Prenons l’exemple de l’achat d’une botte de carottes sur le marché. Avant l’ère digitale, je devais me rendre physiquement sur la place du marché en face de l’église au stand du primeur, le samedi matin avant 13h00 avec du cash s’il vous plait ! pour acheter ma botte de carottes. A cette époque la vie était simple pour le primeur.

En 2000, chez moi dans mon bureau depuis un ordinateur je pouvais aux horaires d’ouverture commander en ligne et payer par paypal ou VISA ma botte de carottes livrée sous 3 jours.

Le smartphone en 2007 m’offre la possibilité de consommer de partout (ou presque) et à n’importe quelle heure.

Aujourd’hui, si nous ajoutons à cela la capacité de n’importe quel objet frigidaire, balance connectée, de commander à ma place et de payer en bitcoin… Le primeur en 2018 a de quoi s’arracher les cheveux pour être présent à chaque point d’échange de valeur.

Si nous sommes d’accord pour affirmer que c’est dans l’échange que se produit la transmission de la valeur, alors les entreprises doivent se positionner en intermédiaire entre celui qui exprime un besoin et celui qui le délivre… sous peine de se faire désintermédier.

Le parcours client une notion obsolète ?

Les technologies offrent au consom-acteur toujours plus de flexibilité pour satisfaire ses envies de consommation. Le fameux parcours client autrefois unique et simple peut désormais passer par de multiples chemins dépendant du contexte dans lequel il se trouve et des possibilités qui lui sont offertes. Et c’est combinatoire… autant dire que la notion de parcours client devient dépassée car de plus en plus délicate à appréhender dans un monde où l’on multiplie les interactions possibles.

Plus sérieusement… Le client (celui qui achète) devient de plus en plus difficile à catégoriser et à suivre. Mettons-nous maintenant dans un exemple de vente de service en B2B dans lequel l’usager, le donneur d’ordre, le payeur, le bénéficiaire sont des personnes différentes, et que leurs besoins varient dans le temps et dessiner le processus d’achat devient impossible.

Plutôt que de partir de ce que l’entreprise délivre et d’analyser comment pousser cette valeur aux clients, les entreprises doivent aujourd’hui plus que jamais s’attacher à délivrer une expérience client riche de sens et de valeur en considérant toutes les industries en jeu et pas uniquement la leur. L’exercice consiste à comprendre et se positionner en intermédiaire entre des besoins client et un écosystème capable de répondre à cette demande. Les objets que nous manipulons tous les jours ont cette capacité-là.

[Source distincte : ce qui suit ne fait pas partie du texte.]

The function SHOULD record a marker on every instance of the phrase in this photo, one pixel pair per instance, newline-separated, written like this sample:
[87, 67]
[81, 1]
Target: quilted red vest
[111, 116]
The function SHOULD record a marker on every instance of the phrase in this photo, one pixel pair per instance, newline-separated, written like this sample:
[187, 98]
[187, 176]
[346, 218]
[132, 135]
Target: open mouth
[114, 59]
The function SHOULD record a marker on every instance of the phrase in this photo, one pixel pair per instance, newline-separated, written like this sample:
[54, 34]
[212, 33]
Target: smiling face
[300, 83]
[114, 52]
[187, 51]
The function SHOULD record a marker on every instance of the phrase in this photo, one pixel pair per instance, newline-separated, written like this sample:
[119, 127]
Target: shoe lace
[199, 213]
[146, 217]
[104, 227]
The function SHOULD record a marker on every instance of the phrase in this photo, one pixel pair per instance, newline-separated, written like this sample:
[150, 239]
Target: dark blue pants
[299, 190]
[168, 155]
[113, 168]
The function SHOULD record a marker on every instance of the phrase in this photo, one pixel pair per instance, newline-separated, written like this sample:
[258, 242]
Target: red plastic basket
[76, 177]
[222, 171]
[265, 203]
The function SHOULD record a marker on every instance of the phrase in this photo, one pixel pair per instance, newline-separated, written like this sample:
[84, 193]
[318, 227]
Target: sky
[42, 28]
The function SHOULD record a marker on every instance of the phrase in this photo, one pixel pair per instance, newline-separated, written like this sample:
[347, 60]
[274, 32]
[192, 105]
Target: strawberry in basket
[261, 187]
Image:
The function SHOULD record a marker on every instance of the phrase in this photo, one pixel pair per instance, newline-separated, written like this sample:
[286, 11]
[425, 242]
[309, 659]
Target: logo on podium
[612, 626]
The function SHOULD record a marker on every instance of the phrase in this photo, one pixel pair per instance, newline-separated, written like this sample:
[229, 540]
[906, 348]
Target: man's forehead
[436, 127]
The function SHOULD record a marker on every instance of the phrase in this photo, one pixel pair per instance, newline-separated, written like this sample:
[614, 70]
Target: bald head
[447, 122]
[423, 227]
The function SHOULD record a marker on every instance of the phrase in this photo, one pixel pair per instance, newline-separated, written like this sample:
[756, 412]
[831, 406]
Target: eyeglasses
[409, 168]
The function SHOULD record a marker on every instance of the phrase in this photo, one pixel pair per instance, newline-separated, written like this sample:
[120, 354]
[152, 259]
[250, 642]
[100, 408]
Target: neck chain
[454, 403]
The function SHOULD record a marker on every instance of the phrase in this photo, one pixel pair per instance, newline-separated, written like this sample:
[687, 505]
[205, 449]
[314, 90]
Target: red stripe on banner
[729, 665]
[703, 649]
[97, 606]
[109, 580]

Les nouveaux business models ressemblent donc plutôt à du pointillisme. Chaque point étant un maillon d’échange de valeur. Au départ, on ne comprend pas le rapport entre ces points, puis petit à petit, ils constituent l’ensemble des éléments capable de délivrer une expérience client nouvelle et créatrice de valeur.

Les sonnettes connectées d’Amazon à priori très éloignées de leurs cœurs de métiers la plateforme logistique, la vente de capacité informatique à la demande (AWS)… permettent en réalité d’accomplir le rêve de notre primeur… vous déposer votre botte de carottes dans votre frigidaire.